According to the results of two new surveys announced Wednesday, consumers and doctors both report widespread trouble getting needed care from HMOs. Nearly nine in 10 doctors and one in four consumers complained they had difficulties getting needed services.
In addition to that survey, the Kaiser Family Foundation also released a survey of doctors and nurses. It documented frustration, but also found doctors regularly intervening to fight for care they believed to be necessary and usually succeeding.
"This level of conflict and administrative haggling between doctors and plans can't be good for our health care system or for patients who are often caught in the middle," said Drew Altman, president of the foundation, which conducted the poll with the Harvard School of Public Health.
The Kaiser surveyed 1,053 doctors and 768 nurses by mail between February and June. Both groups were randomly chosen.
It found 87 percent of doctors said their patients had experienced some type of denial of coverage over the last two years. The following numbers reflect the percentage of doctors who reported having trouble getting coverage for various reasons:
- 79 percent had difficulty getting approval for a drug they wanted to prescribe.
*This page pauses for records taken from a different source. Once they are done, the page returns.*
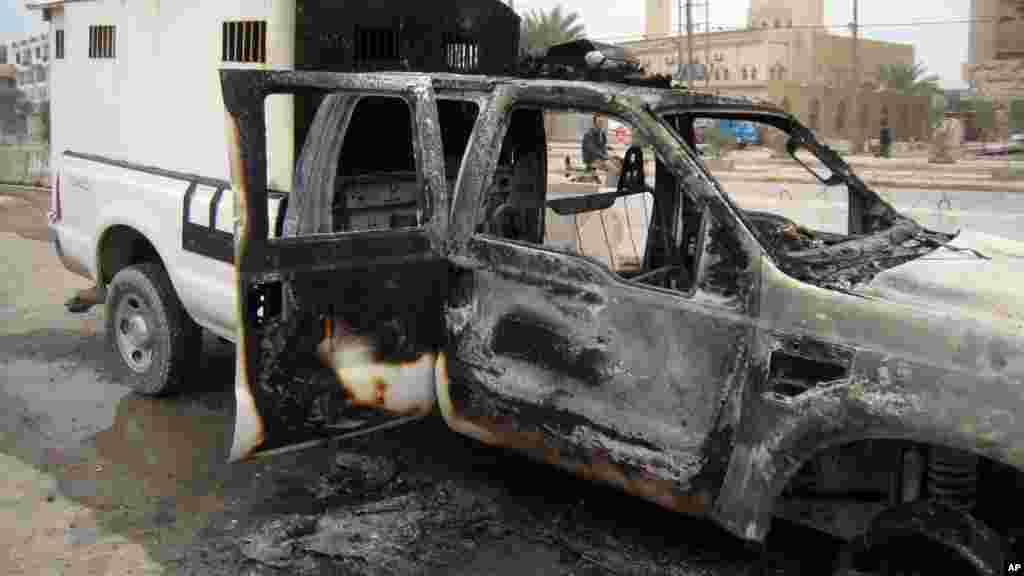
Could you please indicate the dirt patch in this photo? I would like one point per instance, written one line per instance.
(24, 218)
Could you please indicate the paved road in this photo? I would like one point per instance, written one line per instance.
(95, 480)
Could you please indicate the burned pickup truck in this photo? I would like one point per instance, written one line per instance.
(739, 366)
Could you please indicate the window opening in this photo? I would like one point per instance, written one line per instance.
(377, 45)
(616, 221)
(244, 41)
(102, 42)
(461, 53)
(457, 119)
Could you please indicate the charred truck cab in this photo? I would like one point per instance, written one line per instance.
(741, 367)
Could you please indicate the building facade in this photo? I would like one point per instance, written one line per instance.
(785, 53)
(995, 63)
(139, 80)
(31, 58)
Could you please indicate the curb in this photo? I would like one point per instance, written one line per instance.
(957, 187)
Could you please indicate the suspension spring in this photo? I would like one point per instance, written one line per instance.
(952, 478)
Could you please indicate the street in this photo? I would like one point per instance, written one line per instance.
(96, 480)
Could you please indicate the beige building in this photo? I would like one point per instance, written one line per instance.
(783, 40)
(995, 62)
(787, 56)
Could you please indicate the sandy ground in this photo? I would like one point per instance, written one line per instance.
(95, 480)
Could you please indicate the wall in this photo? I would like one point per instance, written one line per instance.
(835, 57)
(907, 116)
(159, 101)
(806, 55)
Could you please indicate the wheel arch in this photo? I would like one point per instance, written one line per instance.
(759, 474)
(121, 246)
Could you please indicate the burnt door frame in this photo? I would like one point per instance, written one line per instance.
(281, 385)
(552, 354)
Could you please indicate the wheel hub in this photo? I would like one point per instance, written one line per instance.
(134, 338)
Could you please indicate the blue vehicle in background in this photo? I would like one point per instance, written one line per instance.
(744, 132)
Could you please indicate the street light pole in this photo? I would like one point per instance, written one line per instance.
(679, 38)
(858, 135)
(707, 45)
(689, 43)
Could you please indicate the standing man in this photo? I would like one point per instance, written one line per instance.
(595, 144)
(885, 139)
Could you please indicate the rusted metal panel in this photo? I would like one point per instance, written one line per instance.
(552, 355)
(328, 323)
(915, 374)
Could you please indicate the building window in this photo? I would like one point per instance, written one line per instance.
(243, 41)
(377, 44)
(102, 42)
(461, 54)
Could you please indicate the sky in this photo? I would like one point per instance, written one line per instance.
(940, 47)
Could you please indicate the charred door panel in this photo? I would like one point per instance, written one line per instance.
(552, 355)
(343, 314)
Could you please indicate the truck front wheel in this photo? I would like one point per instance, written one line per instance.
(152, 336)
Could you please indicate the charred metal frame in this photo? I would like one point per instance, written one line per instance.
(869, 368)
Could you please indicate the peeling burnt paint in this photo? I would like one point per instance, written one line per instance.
(555, 439)
(665, 395)
(522, 335)
(844, 266)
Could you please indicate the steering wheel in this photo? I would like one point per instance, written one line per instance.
(659, 276)
(632, 170)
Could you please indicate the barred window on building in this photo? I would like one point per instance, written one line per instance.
(244, 41)
(377, 45)
(102, 42)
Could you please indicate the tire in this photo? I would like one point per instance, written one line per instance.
(152, 337)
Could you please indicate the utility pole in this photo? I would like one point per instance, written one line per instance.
(689, 43)
(679, 38)
(707, 45)
(858, 132)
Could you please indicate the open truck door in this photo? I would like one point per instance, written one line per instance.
(339, 301)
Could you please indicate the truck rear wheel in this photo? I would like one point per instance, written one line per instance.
(153, 338)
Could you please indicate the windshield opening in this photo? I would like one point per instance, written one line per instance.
(794, 192)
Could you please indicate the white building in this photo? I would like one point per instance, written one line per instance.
(31, 57)
(138, 80)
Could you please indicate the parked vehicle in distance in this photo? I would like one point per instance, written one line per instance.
(743, 132)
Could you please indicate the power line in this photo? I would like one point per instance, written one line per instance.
(629, 37)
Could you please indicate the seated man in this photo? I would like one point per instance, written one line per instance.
(595, 149)
(595, 144)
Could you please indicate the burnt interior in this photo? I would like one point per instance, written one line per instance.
(519, 198)
(458, 36)
(791, 374)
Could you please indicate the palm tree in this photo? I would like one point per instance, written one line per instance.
(908, 79)
(542, 30)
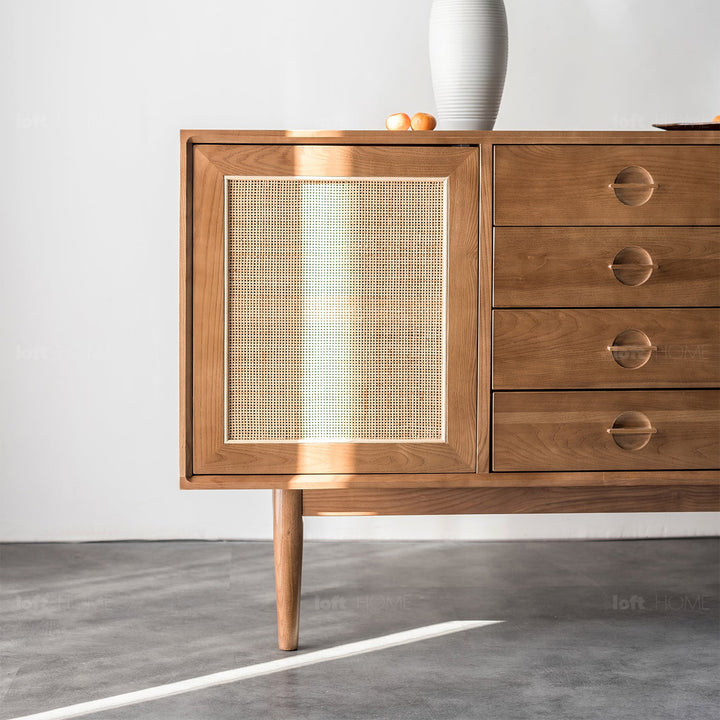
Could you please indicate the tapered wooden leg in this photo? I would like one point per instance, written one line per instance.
(287, 543)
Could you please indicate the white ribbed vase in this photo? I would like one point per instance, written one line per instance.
(468, 60)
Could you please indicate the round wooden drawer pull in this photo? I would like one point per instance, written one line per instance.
(633, 186)
(631, 430)
(633, 266)
(631, 349)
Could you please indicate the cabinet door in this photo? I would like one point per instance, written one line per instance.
(334, 309)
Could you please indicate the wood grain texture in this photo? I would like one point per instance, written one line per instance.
(518, 500)
(551, 185)
(455, 480)
(288, 547)
(554, 431)
(458, 453)
(186, 295)
(568, 267)
(549, 349)
(448, 137)
(485, 310)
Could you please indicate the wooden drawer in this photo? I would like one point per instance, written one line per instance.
(660, 430)
(538, 349)
(606, 267)
(607, 185)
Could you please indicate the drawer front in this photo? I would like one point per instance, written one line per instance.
(607, 267)
(607, 185)
(660, 430)
(599, 348)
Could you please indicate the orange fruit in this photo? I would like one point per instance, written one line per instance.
(397, 121)
(423, 121)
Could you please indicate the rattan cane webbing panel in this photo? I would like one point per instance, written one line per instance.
(335, 309)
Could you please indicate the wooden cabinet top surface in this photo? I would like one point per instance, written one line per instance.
(447, 137)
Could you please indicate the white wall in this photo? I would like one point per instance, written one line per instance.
(92, 95)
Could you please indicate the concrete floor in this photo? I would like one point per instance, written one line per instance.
(621, 629)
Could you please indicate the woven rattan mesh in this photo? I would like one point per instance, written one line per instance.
(335, 294)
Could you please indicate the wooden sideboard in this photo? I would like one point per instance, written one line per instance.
(449, 322)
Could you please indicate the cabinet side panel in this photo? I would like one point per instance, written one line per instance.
(185, 288)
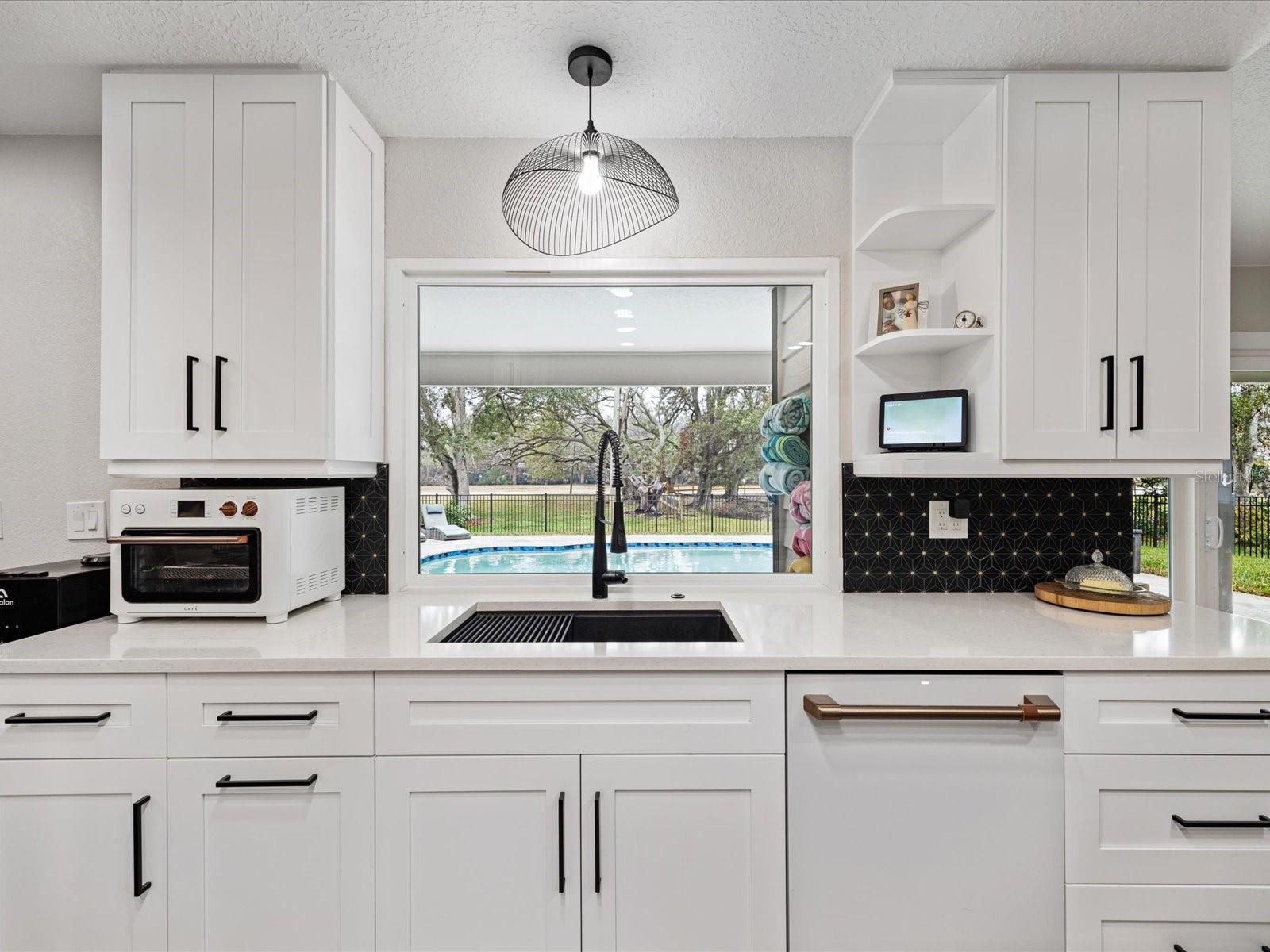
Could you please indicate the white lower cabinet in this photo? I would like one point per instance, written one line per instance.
(1162, 918)
(683, 852)
(478, 854)
(272, 854)
(83, 856)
- 69 percent for a diagnostic test.
- 60 percent for a hospital stay.
- 52 percent for a referral to a specialist.
- 38 percent for mental health or substance abuse referrals.
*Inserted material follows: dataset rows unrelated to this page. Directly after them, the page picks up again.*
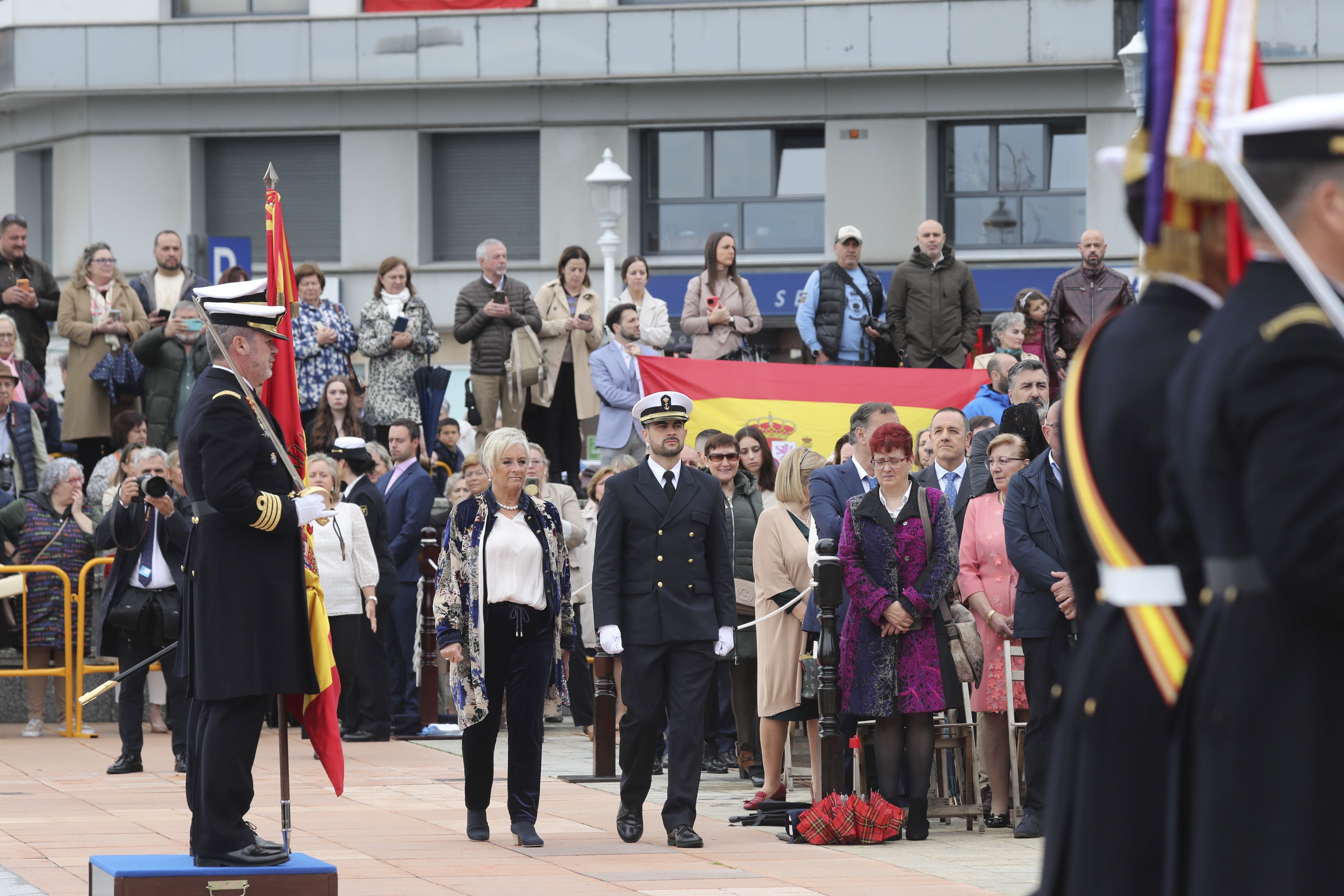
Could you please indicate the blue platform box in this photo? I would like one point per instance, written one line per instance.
(177, 876)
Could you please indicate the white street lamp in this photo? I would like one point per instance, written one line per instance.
(608, 186)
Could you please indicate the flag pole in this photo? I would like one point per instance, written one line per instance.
(271, 179)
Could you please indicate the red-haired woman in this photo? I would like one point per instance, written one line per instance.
(889, 649)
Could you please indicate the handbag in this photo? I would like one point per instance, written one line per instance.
(968, 652)
(119, 370)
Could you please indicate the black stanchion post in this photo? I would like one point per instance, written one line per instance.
(828, 594)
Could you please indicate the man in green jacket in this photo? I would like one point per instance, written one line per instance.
(933, 306)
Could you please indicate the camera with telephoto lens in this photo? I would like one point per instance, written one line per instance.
(155, 487)
(877, 323)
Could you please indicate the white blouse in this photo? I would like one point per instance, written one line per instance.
(342, 578)
(514, 563)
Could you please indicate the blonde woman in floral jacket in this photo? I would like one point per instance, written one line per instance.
(393, 357)
(504, 621)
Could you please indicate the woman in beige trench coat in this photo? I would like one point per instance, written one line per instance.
(572, 330)
(780, 563)
(85, 316)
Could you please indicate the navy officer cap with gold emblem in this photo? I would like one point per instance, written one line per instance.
(663, 406)
(1302, 128)
(242, 306)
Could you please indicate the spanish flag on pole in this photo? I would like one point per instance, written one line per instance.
(281, 395)
(803, 405)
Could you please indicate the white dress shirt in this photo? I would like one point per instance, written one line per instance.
(514, 563)
(658, 471)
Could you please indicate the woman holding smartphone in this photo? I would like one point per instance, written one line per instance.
(570, 314)
(720, 307)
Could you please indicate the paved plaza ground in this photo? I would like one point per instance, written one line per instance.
(400, 829)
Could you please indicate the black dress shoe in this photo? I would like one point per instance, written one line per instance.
(685, 838)
(525, 835)
(247, 858)
(126, 765)
(1029, 828)
(630, 824)
(478, 828)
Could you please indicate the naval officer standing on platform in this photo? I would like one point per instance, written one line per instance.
(663, 598)
(245, 613)
(1262, 690)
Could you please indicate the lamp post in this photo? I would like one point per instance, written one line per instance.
(608, 187)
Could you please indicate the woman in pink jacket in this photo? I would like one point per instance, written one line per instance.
(990, 584)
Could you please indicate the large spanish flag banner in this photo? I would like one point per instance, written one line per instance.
(803, 404)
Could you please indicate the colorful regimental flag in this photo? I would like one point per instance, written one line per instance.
(280, 394)
(803, 404)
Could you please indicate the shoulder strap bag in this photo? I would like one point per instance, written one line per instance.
(968, 653)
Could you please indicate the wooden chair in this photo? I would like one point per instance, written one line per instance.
(1017, 730)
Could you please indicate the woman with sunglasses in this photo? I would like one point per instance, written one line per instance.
(990, 584)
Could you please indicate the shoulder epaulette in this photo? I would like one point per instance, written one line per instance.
(1306, 314)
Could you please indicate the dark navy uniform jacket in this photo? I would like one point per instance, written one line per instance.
(245, 613)
(1257, 436)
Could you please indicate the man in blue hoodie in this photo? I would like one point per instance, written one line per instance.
(993, 397)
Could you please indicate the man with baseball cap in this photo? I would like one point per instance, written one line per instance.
(663, 598)
(843, 319)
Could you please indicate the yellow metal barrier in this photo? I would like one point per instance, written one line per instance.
(69, 671)
(81, 670)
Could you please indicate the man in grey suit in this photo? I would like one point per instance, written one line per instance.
(616, 377)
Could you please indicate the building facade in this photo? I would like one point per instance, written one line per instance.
(421, 135)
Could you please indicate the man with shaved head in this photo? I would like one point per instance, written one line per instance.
(933, 306)
(1081, 297)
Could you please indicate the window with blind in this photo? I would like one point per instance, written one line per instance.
(310, 186)
(487, 186)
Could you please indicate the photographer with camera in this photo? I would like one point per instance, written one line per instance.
(148, 526)
(843, 319)
(23, 450)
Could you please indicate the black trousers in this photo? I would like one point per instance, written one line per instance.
(560, 430)
(131, 702)
(675, 675)
(518, 661)
(221, 747)
(1045, 671)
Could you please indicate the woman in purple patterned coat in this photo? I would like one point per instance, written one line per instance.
(889, 651)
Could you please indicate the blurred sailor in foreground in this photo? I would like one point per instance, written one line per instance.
(663, 598)
(1260, 721)
(245, 615)
(1105, 827)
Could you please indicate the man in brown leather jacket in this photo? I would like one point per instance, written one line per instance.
(1081, 296)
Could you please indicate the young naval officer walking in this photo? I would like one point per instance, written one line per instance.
(663, 600)
(245, 613)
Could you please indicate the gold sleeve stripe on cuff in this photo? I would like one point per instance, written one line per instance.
(269, 507)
Depending on the type of care denied, one-third to two-thirds of doctors believed it resulted in a serious decline in health. Denials of mental health were most likely to be serious, followed by referrals to specialists; denials of drugs and hospital stays were least likely to be seen as serious.
Similarly, about half of nurses said they had seen a decision by a health plan that resulted in a decline in a patient's health in the last two years.
Two in three doctors said they sometimes or often make contact with a health plan on behalf of patients to fight for treatments they think are necessary. Out of that group, 42 percent said the issue was resolved in favor of the patient and 22 percent said there was a compromise.
In addition, about three in 10 doctors and nurses say they sometimes or often exaggerate the severity of a patient's condition to get them needed care.
The annual survey by the National Committee on Quality Assurance, meanwhile, evaluated 523 health plans offered by 247 insurance companies.
Of those, 410 plans serving nearly 70 million Americans allowed their data to be publicly released -- a big jump from last year, when many companies feared negative publicity and insisted on secrecy.
Overall, there was little change on measurements such as immunizations, advising smokers to quit, screening for breast and cervical cancer and giving early prenatacare.
The report also looked at consumer satisfaction and found 26.5 percent had trouble getting needed care, including difficulty seeing a doctor they liked and getting referrals to specialists. Patients gave higher overall marks to the office staff and doctors and nurses than to the health plans.
Nearly half the people said they had a problem with paperwork, understanding written materials or getting help from a customer service line.
The report also found continued enormous disparities among health plans across the country. In the best plans, more than 80 percent of diabetics -- at risk for blindness -- got eye exams; in the worst, it was below 10 percent.
Health plans in New England were again the top performers and those in the South Central region did the worst.